A) Workflow of the generation of the wild type, Δnst1 and Δnst1:NST1 strains. 5′- and 3′-FR indicates the 5′- and 3′-flanking regions of the TgNST1 gene used for the homologous recombination required for deletion of the gene. Primers used for PCR analysis are numbered. B) The engineered strains of panel A were analyzed by PCR using primers that specifically amplify the 5′- or 3′-flanking regions (primers 1+2 and 3+4, respectively), the NST1 coding region (primers 5+6), the HPT cassette (primers 7+8), or the 5′- to 3′- flanking regions (primers 9+10).

Figure 3. Deletion of TgNST1 affects GRA2 mobility in a SDS-PAGE.

Total parasite extracts from parental, control, Δnst1 and Δnst1:NST1 strains were separated by SDS-PAGE and proteins transferred to PVDF membrane. The mobility of GRA2 protein was analyzed using a mouse anti-GRA2 antibody (upper panel). The blot was stripped and reprobed with antibodies to SAG1 as a loading control (lower panel).

Figure 4. TgNST1 deletion interferes with recognition by the DBA and WGA lectins.
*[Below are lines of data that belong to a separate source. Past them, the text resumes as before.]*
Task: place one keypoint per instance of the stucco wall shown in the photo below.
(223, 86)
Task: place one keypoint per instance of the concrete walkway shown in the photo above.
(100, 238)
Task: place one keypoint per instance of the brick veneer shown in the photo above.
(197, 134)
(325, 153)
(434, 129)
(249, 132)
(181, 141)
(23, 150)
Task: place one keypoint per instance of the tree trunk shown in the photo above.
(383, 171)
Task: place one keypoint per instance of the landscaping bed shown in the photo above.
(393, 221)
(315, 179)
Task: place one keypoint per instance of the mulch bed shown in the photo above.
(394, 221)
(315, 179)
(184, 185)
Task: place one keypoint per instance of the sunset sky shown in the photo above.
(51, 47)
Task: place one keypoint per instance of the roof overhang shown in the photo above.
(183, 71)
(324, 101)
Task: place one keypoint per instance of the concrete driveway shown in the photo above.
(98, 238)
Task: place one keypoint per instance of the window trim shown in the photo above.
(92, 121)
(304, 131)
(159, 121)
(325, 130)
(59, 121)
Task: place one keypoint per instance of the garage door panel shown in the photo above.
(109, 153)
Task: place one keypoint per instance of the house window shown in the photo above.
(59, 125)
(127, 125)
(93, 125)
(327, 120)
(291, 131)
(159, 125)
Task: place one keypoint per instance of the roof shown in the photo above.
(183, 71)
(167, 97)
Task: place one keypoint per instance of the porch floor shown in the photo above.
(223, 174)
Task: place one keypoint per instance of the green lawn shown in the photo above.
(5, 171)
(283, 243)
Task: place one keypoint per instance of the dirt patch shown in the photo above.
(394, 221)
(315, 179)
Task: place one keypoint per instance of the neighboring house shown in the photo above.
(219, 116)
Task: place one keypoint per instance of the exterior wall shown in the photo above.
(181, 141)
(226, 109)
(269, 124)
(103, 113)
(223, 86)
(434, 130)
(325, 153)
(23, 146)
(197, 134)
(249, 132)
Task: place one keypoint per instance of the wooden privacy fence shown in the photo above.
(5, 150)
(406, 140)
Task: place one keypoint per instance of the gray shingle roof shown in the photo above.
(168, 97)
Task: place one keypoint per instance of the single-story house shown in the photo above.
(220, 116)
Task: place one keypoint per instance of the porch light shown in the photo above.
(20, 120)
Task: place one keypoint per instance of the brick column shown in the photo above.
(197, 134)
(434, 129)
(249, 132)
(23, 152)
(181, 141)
WT, Δnst1, or Δnst1:NST1 parasites were grown under bradyzoite-inducing conditions for 4 days in vitro, fixed in formaldehyde, permeabilized and stained using the FITC-conjugated lectins DBA (A) or WGA (B). Antibodies against the bradyzoite-specific antigen SRS9 and Alexa 647-conjugated goat anti-rabbit antisera (pseudocolor red) were use to identify bradyzoites within cysts. Scale bar represents 10 µm. C) Mice infected with the WT, Δnst1 and Δnst1:NST1 strains were sacrificed 3 weeks post-infection, perfused with heparine/saline and brains were drop-fixed in paraformaldehyde, sucrose-embedded and cryosectioned for immunohistochemistry. 40 µm sections were stained using the FITC-DBA lectin and antibody against the bradyzoite-protein SRS9, as in parts A and B. 1 µm slice images were taken using a Zeiss confocal microscope and a single slice is shown. Scale bar represents 10 µm.

Figure 5. TgNST1 deletion interferes with CC2 antibody recognition but does not affect GRA2 secretion.
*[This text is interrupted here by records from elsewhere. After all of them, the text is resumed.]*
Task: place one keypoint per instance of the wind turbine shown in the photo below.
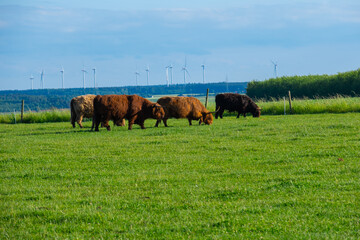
(42, 79)
(32, 82)
(84, 71)
(147, 75)
(184, 69)
(167, 75)
(170, 67)
(275, 68)
(203, 67)
(94, 69)
(136, 75)
(62, 77)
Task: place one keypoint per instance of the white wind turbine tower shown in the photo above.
(170, 67)
(203, 67)
(275, 68)
(42, 79)
(167, 75)
(62, 77)
(184, 69)
(147, 75)
(32, 82)
(84, 72)
(136, 75)
(94, 69)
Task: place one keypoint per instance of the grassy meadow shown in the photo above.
(273, 177)
(337, 104)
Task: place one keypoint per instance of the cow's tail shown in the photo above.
(73, 113)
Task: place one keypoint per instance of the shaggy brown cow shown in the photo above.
(235, 102)
(184, 107)
(118, 107)
(81, 107)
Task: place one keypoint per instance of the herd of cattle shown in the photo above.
(137, 109)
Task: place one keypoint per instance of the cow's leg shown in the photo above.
(165, 122)
(189, 121)
(106, 124)
(79, 120)
(131, 122)
(217, 112)
(221, 111)
(73, 117)
(97, 119)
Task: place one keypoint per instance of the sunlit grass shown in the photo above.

In vitro cysts were fixed in formaldehyde, permeabilized and stained using the rat monoclonal antibody CC2, specific for the tissue cyst wall (A) or the mouse monoclonal antibody GRA2, specific for the cyst wall and intravacuolar material surrounding the parasites (B). Both these antibodies were detected with Alexa-488-conjugated secondary antibodies and visualized by epifluroescence (part A) or confocal (part B) microscopy. Antibodies against the bradyzoite-specific antigen SRS9 and Alexa-647-conjugated goat-anti-rabbit were use to identify bradyzoites within cysts. For confocal images, 1 µm slice images were taken using a Zeiss confocal microscope and a single slice is shown. Scale bar represents 10 µm.

Figure 6. TgNST1 activity is not required for virulence during the acute stage of infection in mice.
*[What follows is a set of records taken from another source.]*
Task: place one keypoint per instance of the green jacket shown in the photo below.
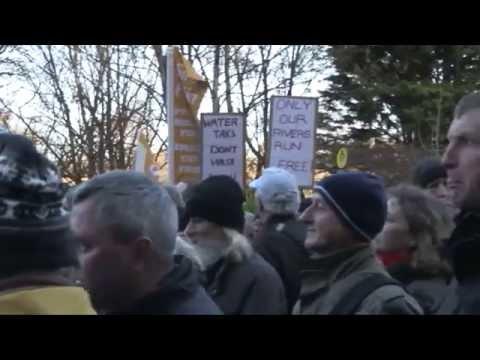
(328, 278)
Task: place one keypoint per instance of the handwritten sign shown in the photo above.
(342, 158)
(292, 136)
(223, 146)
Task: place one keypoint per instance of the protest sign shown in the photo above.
(185, 90)
(223, 146)
(292, 136)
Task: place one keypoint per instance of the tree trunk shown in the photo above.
(216, 76)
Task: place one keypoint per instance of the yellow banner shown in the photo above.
(189, 89)
(144, 160)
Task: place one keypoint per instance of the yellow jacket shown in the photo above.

Mice were infected i.p. with 500 WT, Δnst1 or Δnst1:NST1 tachyzoites. A) At the indicated days post-infection (pi), animals were injected i.p. with 200 µL of d-luciferin in PBS (150 mg substrate/kg body weight), anesthetized with isoflurane and imaged using the Xenogen IVIS200 charge-couple. Mice were imaged ventrally for 5 min. B) Infected animals shown in panel A were weighed at the indicated days post-infection and loss of weight was plotted as the percentage of the initial weight over time. Weights for animals infected with WT, Δnst1 or Δnst1:NST1 parasites are shown with green, red and blue lines, respectively.

Figure 7. Mice infected with the Δnst1 strain show reduced numbers of cysts in the brain.

Mice were infected i.p. with 500 WT, Δnst1 or Δnst1:NST1 tachyzoites. 3 weeks post-infection, animals were sacrificed by perfusion and half the brain was homogenized for cyst enumeration using antibodies against the bradyzoite-specific antigen SRS9 to facilitate detection of cysts. The figure shows representative results from two independent experiments. Horizontal bars indicate the mean for each group. Asterisks indicate statistically significant differences (p = 0.05) between indicated groups.

Figure 8. Δnst1 parasites are not defective in tropism to the brain.

Mice were infected i.p. with 500 WT, Δnst1 or Δnst1:NST1 tachyzoites.12 days post-infection, animals were sacrificed and the posterior left quarter of the brain was used to quantify the number of parasites present by real-time quantitative PCR detection of Toxoplasma's B1 gene normalized to the detection levels of mouse actin (ACT1).